Village in Essex, England

Hempstead is a village and civil parish in the Uttlesford district of Essex, England. The village is 7 miles east of Saffron Walden, its post town, and 6 miles west of Haverhill. Hempstead is situated on the B1054 Saffron Walden to Steeple Bumpstead road. At the 2021 census the parish had a population of 431.

The village has one church, St. Andrew's, where William Harvey, who discovered the circulation of blood in the human body, and Sir Eliab Harvey, Captain of the Temeraire at the battle of Trafalgar, are interred.

The notorious highwayman Dick Turpin, was born in the village public house, where his father was landlord. He was baptised in the village church.

== History ==
Hempstead is mentioned in the Domesday Book as 'Hampsteda' ('village place'). Before the Norman Conquest, the land was held by the Saxon lord Withgar, however, it was passed by William the Conqueror to Richard fitz Gilbert who held the land per baroniam in return for the duty of providing soldiers on demand and attending the royal court.
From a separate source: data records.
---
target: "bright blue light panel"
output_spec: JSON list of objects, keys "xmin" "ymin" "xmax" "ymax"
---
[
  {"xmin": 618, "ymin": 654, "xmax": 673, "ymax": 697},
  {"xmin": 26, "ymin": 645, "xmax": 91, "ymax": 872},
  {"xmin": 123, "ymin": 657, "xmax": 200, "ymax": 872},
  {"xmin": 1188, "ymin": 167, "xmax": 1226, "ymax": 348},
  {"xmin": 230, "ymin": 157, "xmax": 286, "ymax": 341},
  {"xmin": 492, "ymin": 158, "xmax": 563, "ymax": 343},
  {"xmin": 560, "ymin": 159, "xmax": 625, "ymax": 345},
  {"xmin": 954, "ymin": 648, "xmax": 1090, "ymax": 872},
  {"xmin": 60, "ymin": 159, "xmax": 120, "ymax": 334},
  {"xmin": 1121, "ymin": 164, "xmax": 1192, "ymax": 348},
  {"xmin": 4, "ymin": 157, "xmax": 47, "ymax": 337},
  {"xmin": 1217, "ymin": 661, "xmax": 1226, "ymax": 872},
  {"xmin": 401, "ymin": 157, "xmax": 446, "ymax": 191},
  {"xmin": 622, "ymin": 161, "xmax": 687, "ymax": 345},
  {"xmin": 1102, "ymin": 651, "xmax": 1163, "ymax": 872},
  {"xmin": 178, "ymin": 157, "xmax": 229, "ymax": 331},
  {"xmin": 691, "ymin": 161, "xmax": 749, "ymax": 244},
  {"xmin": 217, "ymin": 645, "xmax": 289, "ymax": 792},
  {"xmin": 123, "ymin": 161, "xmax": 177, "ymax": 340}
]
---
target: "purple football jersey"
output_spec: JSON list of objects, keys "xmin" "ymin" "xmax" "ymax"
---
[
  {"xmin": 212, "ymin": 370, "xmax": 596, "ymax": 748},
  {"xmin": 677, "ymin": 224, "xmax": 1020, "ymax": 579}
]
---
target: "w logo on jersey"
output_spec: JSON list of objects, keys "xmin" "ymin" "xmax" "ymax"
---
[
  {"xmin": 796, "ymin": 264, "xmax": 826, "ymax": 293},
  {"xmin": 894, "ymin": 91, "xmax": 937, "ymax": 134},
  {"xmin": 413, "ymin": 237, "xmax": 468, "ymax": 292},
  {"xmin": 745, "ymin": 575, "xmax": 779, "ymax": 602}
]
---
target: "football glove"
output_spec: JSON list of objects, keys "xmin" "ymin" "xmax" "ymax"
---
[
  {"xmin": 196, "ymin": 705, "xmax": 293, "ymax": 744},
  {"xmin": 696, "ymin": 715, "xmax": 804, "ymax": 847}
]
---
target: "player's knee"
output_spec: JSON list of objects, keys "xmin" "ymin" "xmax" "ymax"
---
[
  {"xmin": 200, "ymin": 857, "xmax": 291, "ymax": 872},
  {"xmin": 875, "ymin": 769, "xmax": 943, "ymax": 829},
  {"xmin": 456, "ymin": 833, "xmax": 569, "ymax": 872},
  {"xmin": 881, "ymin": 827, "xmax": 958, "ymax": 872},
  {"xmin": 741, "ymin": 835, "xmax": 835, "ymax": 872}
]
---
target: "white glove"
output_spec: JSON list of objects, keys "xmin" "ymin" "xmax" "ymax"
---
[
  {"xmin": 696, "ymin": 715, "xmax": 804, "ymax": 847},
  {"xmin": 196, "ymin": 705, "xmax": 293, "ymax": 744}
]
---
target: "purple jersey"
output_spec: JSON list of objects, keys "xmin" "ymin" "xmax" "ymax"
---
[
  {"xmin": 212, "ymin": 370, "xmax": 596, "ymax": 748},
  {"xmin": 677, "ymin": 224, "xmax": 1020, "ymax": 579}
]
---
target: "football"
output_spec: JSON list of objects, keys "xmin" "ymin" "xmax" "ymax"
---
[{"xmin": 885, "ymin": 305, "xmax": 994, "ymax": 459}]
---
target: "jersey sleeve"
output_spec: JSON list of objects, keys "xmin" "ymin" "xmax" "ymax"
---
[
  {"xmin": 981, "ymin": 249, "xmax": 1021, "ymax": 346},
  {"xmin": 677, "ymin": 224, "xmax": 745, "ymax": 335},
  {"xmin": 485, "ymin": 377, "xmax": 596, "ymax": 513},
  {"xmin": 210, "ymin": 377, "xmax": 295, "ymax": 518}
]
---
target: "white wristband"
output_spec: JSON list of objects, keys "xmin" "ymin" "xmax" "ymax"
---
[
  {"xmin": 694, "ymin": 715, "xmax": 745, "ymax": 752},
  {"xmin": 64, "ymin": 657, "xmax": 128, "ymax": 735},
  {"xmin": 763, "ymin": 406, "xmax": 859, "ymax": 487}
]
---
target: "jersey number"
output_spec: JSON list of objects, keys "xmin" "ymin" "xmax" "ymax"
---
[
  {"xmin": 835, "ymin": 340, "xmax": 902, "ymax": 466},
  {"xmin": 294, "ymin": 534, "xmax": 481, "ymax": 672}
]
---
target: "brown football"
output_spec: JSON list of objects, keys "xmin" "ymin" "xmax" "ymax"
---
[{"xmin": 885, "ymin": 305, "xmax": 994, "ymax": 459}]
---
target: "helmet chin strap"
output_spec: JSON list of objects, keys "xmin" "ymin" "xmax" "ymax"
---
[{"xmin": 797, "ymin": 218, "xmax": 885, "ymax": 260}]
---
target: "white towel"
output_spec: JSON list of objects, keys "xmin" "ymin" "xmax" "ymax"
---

At the time of the conquest, there were 22 villagers, 10 smallholders and 7 slaves residing in the area.

The first Christian place of worship in the area is evidenced in a 1094 charter under William II of England. Described as a chapel, it was mentioned again in 1229, when it was dedicated to St Andrew. On the 8th of January 1365, St Andrew's Church was consecrated by Simon Sudbury.

Throughout the 13th to the 19th century, it has been argued that Hempstead was largely an agricultural community. In 1678 a post mill was built, and it has been attested that the wool industry was an important source of income for many villagers.

In the mid-19th century, a school was built and a steam mill came into use. In 1882, the church tower collapsed and was only restored to its former height in the mid 20th century.

===1952 Meteor crash===
Flying Officer James Henry Catchpole, from RAF Duxford, crashed in Gloster Meteor 'WE937' of 64 Sqn on Friday 29 February 1952.